Scraping SEC Rulemaking with Scrapy

Intro

In the course of studying rulemaking, I’ve done a lot of complex scraping. Regulatory agencies put out incredible amounts of data, but it is hard to integrate into a useful form. Mostly, I’ve done ad-hoc scraping before using python tools like Requests and BeautifulSoup, which largely gets the job done. However, there are better tools out there apparently, including Scrapy, which I’m starting to get a handle of. In this set of blogs, I’ll show how I use this tool to scrape the SEC’s rulemaking data.

The first page we want to scrape is 

https://www.sec.gov/rules/rulemaking-index.shtml

Within the page there is a table that is a good example of untidy data (and so the “fun” begins, search for Hadley’s writings on tidy data if you don’t know what I’m talking about).  Tons of great information here though, and putting this document together ourselves would take tons and tons of time.

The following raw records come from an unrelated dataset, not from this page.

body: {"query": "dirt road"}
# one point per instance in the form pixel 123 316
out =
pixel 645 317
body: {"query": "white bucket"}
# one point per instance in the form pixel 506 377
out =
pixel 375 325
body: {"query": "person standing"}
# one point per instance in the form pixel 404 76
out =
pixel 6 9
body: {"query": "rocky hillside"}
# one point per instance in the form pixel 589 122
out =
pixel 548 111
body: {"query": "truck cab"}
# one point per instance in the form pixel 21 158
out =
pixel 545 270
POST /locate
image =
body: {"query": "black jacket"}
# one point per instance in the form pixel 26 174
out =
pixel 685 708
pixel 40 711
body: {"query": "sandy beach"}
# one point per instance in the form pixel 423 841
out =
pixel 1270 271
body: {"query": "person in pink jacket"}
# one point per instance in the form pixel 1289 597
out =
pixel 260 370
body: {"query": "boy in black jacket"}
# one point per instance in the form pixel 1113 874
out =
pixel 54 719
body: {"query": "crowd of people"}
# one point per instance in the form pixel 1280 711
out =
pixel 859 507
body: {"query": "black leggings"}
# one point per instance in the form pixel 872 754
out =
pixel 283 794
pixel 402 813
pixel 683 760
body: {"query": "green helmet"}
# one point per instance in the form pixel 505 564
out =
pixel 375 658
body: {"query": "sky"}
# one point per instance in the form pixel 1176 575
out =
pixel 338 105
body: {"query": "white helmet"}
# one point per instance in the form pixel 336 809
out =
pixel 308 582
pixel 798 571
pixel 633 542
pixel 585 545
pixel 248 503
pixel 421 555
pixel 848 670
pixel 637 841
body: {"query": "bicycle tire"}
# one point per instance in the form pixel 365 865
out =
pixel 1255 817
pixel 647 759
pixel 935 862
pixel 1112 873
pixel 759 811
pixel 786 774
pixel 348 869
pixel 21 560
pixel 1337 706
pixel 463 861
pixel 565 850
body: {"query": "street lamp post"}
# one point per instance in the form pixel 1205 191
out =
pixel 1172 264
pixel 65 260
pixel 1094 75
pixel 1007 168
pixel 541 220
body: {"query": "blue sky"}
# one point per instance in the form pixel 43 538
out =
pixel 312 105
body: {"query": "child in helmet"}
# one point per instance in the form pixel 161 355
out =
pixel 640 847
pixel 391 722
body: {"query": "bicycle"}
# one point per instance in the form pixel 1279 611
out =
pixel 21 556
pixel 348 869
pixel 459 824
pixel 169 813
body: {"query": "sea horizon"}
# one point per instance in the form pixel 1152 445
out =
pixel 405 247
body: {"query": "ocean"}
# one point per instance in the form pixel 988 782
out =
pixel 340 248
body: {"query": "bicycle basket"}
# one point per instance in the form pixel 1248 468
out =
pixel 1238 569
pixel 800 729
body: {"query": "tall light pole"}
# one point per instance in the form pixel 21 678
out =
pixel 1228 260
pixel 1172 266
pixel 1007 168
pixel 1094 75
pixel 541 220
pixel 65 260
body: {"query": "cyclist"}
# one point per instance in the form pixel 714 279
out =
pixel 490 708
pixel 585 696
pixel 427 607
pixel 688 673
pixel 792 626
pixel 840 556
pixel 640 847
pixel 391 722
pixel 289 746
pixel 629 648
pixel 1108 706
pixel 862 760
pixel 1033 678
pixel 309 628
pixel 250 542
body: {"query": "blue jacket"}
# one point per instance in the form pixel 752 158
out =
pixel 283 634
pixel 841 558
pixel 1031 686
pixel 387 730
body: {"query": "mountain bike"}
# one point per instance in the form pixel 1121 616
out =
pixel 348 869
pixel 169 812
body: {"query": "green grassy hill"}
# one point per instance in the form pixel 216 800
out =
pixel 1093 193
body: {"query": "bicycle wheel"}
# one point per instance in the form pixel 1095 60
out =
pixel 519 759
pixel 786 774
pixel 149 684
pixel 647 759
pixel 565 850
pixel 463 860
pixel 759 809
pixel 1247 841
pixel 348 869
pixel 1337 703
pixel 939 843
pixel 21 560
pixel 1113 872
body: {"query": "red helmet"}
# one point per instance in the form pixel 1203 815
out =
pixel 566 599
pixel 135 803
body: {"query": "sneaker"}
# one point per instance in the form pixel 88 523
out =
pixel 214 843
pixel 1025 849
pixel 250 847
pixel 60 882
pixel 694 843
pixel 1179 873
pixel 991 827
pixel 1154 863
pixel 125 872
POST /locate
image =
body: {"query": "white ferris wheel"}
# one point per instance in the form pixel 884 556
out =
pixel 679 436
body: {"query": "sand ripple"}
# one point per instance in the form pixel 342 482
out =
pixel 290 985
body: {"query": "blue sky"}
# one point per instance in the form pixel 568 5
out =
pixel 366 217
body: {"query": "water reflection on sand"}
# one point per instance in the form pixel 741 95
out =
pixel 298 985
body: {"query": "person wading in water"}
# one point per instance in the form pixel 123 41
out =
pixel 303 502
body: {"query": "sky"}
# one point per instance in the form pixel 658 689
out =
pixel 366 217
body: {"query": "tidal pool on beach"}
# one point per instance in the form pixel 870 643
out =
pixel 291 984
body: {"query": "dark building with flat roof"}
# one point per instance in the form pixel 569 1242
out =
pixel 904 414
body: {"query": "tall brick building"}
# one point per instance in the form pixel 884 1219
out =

It also contains links to various other documents where we can get things that are even more interesting for a political scientist, for example comments or meeting logs. Eventually we’ll want to get those, however let’s start small and get the directory of rules published by the SEC since 2008.

#Nitty Gritty

I’m gonna skip ahead of all the stuff installing Scapy. That’s well-covered in the tutorial. As a first cut, here’s what our spyder looks like

<br />import scrapy
class SecRulemakingSpider(scrapy.Spider):
    name = 'sec_rulemaking'
    allowed_domains = ['www.sec.gov/rules/rulemaking-index.shtml']
    start_urls = ['https://www.sec.gov/rules/rulemaking-index.shtml']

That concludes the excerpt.